2. Method to invoke the endpoint
> **API - Single Prediction**<br>
> s3 Bucket - Batch Prediction

3. Data type based on method
> **API - Json**<br>
>s3 Bucket - CSV

In [20]:
from sagemaker.serializers import CSVSerializer

xgb_predictor = estimator.deploy(initial_instance_count=1, instance_type='ml.m4.xlarge', serializer=CSVSerializer())

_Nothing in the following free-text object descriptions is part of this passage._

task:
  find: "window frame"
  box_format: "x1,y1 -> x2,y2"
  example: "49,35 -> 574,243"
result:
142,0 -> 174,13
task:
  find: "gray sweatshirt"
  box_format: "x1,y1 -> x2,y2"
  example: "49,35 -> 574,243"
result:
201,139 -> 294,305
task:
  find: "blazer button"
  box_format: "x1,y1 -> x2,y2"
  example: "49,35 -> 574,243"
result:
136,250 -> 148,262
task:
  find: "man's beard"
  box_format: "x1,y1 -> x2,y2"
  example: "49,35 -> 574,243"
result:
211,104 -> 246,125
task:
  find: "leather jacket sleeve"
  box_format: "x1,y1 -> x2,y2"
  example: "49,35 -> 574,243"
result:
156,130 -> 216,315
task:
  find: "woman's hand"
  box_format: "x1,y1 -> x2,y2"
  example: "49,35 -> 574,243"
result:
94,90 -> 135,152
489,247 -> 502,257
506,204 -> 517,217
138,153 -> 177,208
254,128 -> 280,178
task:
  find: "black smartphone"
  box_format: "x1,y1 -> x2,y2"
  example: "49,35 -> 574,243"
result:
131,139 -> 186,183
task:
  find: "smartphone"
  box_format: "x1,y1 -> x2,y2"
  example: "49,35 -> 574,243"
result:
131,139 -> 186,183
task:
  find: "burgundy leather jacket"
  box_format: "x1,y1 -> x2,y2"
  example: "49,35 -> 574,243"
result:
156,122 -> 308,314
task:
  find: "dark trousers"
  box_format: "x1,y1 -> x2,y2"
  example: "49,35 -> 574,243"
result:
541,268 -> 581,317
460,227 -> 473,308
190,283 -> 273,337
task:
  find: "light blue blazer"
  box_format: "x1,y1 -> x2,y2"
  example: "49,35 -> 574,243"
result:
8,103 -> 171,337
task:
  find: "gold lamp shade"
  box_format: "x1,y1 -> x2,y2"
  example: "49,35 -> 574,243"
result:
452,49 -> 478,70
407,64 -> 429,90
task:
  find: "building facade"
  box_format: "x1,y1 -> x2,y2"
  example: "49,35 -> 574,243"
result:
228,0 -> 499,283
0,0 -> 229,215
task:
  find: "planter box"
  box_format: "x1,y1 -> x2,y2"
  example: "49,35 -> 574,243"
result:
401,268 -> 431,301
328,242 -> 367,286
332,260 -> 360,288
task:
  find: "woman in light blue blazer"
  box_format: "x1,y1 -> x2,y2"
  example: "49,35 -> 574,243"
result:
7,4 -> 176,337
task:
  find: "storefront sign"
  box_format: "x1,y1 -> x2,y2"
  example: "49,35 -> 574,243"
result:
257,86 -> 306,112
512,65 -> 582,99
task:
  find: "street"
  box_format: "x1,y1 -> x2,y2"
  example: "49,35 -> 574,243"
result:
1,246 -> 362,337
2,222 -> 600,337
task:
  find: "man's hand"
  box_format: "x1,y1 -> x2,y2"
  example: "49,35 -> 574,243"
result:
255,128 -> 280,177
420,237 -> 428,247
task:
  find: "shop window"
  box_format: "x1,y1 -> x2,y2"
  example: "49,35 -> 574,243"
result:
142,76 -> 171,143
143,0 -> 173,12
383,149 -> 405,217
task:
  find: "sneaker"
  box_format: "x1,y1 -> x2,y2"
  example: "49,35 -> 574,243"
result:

INFO:sagemaker:Creating model with name: sagemaker-xgboost-2024-11-12-11-48-01-899
INFO:sagemaker:Creating endpoint-config with name sagemaker-xgboost-2024-11-12-11-48-01-899
INFO:sagemaker:Creating endpoint with name sagemaker-xgboost-2024-11-12-11-48-01-899


------!

In [21]:
xgb_predictor.endpoint_name

'sagemaker-xgboost-2024-11-12-11-48-01-899'

## Make prediction with the use of Endpoints

In [22]:
# initialize parameters
start_date = datetime(2024, 1, 4)
end_date = datetime(2024, 1, 5)

# get the data
df_data = yf.download('AAPL', start = start_date, end = end_date)
df_data.reset_index(inplace=True)
df_data

[*********************100%***********************]  1 of 1 completed


Price,Date,Adj Close,Close,High,Low,Open,Volume
Ticker,Unnamed: 1_level_1,AAPL,AAPL,AAPL,AAPL,AAPL,AAPL
0,2024-01-04 00:00:00+00:00,181.023178,181.910004,183.089996,180.880005,182.149994,71983600


In [23]:
# df_data.columns
df_data.drop(axis=1, columns=[('Adj Close', 'AAPL')], inplace=True)
df_data.drop(axis=1, columns=[(     'Date',     '')], inplace=True)

# re-arrange some columns
# df_data.columns
col_order =[(  'Open', 'AAPL'), (  'High', 'AAPL'), (   'Low', 'AAPL'), ( 'Close', 'AAPL'),
            ('Volume', 'AAPL')]
df_data = df_data[col_order]
df_data

Price,Open,High,Low,Close,Volume
Ticker,AAPL,AAPL,AAPL,AAPL,AAPL
0,182.149994,183.089996,180.880005,181.910004,71983600


In [24]:
data_features_array = df_data.values
data_features_array

array([[1.82149994e+02, 1.83089996e+02, 1.80880005e+02, 1.81910004e+02,
        7.19836000e+07]])

## Serialize data 

## Inference - Serialized Input by SageMaker Function

In [26]:
Y_pred_Fcn = xgb_predictor.predict(data_features_array).decode('utf-8')
print(type(Y_pred_Fcn), Y_pred_Fcn)

<class 'str'> 180.4252471923828



In [28]:
from sagemaker.serializers import CSVSerializer

Serialized_Input_Fcn = CSVSerializer().serialize([[1.82149994e+02, 1.83089996e+02, 1.80880005e+02, 1.81910004e+02, 
                                                   7.19836000e+07]])
print(type(Serialized_Input_Fcn), Serialized_Input_Fcn)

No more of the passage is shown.